"Une explosion de cas" : le nombre de foyers de fièvre catarrhale ovine (FCO), qui touche essentiellement moutons et brebis, a plus que quadruplé en France en huit jours, avec 190 cas confirmés au 22 août dans des départements du nord du pays. "On fait face à une explosion des cas, mais toujours à proximité des premiers foyers (...) dans une zone qui s'élargit peu", a-t-on indiqué vendredi au ministère de l'Agriculture.
Dix départements du nord de la France sont désormais touchés : Aisne, Ardennes, Haute-Marne, Marne, Meurthe-et-Moselle, Meuse, Moselle, Nord, Oise, Pas-de-Calais. Un précédent bilan du gouvernement faisait état de 41 foyers le 14 août, dans six départements. La propagation de la FCO, dite aussi "maladie de la langue bleue", s'accélère également en Europe, l'Allemagne, les Pays-Bas et la Belgique étant aussi très touchés.
>> LIRE AUSSI - Faut-il s’inquiéter du virus de la fièvre hémorragique de Crimée-Congo, repéré sur des tiques dans le sud de la France ?
La vaccination contre cette maladie, non transmissible à l'homme et dont un nouveau sérotype (3) est apparu le 5 août en France, a débuté, mais trop tardivement, selon la Fédération nationale ovine (FNO). "On est bien dans une phase d'explosion. On aurait pu vacciner un mois plus tôt pour avoir l'immunité acquise au pic de l'épidémie", a déclaré à l'AFP Emmanuel Fontaine, en charge des affaires sanitaires à la FNO.
Dans les Ardennes, l'éleveur Bruno Miser a dit sa colère à l'AFP : "On réclame des vaccins depuis le mois d'octobre !" Il vaccine depuis deux jours un troupeau déjà en partie malade et s'attend "à ramasser des cadavres à la pelle" dans les prochains jours.
"Maintenant, il faudrait élargir la zone de vaccination et commander environ 2 millions de doses supplémentaires" pour les ovins, estime Emmanuel Fontaine, alors que l'État a pour le moment prévu de distribuer 1,1 million de doses pour les ovins et 5,3 millions pour les bovins, en ciblant les régions les plus à risques, au nord de la Loire où les déplacements d'animaux sont soumis à restriction.
"Pris en étau"
Le nouveau sérotype 3 du virus été décelé pour la première fois en Europe en septembre 2023, aux Pays-Bas, avant d'être détecté en Belgique, en Allemagne et au Royaume-Uni dans les mois suivants.

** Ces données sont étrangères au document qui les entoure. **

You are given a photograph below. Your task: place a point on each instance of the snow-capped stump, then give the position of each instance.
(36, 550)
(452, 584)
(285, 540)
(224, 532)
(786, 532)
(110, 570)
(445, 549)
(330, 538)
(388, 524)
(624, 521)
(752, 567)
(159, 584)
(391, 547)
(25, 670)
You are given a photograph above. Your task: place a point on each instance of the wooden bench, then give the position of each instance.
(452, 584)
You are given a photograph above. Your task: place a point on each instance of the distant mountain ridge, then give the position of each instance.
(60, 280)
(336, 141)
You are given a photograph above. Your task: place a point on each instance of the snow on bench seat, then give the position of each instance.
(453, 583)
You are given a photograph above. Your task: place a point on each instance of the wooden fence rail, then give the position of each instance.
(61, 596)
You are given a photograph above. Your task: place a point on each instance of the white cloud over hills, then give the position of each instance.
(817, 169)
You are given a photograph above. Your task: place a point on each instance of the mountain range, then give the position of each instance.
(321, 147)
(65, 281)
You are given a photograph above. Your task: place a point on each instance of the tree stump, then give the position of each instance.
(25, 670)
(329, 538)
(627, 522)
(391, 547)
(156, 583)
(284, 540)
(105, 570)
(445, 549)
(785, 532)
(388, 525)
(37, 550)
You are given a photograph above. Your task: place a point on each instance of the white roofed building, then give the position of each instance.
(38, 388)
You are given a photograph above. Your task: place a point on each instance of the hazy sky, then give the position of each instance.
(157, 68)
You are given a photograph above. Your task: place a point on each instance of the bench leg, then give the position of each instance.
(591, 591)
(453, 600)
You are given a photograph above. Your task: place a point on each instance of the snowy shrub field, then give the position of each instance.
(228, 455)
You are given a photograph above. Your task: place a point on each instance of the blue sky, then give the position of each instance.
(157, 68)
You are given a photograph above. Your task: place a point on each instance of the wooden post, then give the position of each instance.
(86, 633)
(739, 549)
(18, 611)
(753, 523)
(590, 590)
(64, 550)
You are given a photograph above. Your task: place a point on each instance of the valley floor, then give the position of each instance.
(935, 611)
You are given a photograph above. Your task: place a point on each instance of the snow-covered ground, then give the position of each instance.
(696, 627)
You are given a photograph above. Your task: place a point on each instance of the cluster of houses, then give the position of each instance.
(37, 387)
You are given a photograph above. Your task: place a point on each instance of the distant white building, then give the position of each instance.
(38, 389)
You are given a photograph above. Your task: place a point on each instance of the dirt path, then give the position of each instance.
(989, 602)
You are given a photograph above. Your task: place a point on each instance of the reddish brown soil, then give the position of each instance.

De premiers cas ont été confirmés début août en France, au Luxembourg et au Danemark. Face à l'accélération de la propagation, le gouvernement affirme être "à l'écoute de la détresse des éleveurs" et "n'exclut rien", sans s'engager à passer pour le moment de nouvelles commandes de vaccins.
Le ministère de l'Agriculture reconnaît des "lenteurs" dans la première phase de déploiement des vaccins, mais affirme que la campagne de vaccination a démarré "avant l'arrivée des premiers cas" en France. La fièvre catarrhale ovine se manifeste par de la fièvre, des troubles respiratoires, une langue pendante ou encore la perte des petits en gestation et parfois par la mort des animaux, dans des proportions variables d'un élevage à l'autre. Sa détection n'entraîne pas l'abattage des bêtes, contrairement à la grippe aviaire. Elle touche aussi les bovins, mais avec une mortalité très faible.
La FCO est présente depuis des années en France mais avec d'autres sérotypes, les numéros 4 et 8. Le sud du pays est actuellement confronté à une épizootie de FCO 8 qui a causé la mort de milliers de bêtes dans des élevages ces dernières semaines.
Jeudi, des éleveurs se sont rassemblés à Foix (Ariège) à l'appel de la Confédération paysanne (3e syndicat agricole) pour réclamer des indemnisations après la mort estimée de 4.000 brebis en Occitanie depuis juin. La vaccination contre la FCO 8 existe, mais n'est pas prise en charge par l'État.
"Cette année, nous faisons face à un nouveau variant du sérotype 8, plus virulent et qui progresse. Avant, le moucheron culicoïde (insecte vecteur) n'évoluait pas au-delà de 800 mètres d'altitude, maintenant, on a des élevages touchés à 1.000 mètres", explique Emmanuel Fontaine. "C'est pour cela que les éleveurs demandent une aide de l'État. Entre la FCO 8 qui remonte et la FCO 3 qui descend, les éleveurs du centre, où se concentrent les gros troupeaux, sont pris en étau", prévient-il, inquiet pour l'avenir du cheptel français, d'un peu moins de 6 millions de brebis.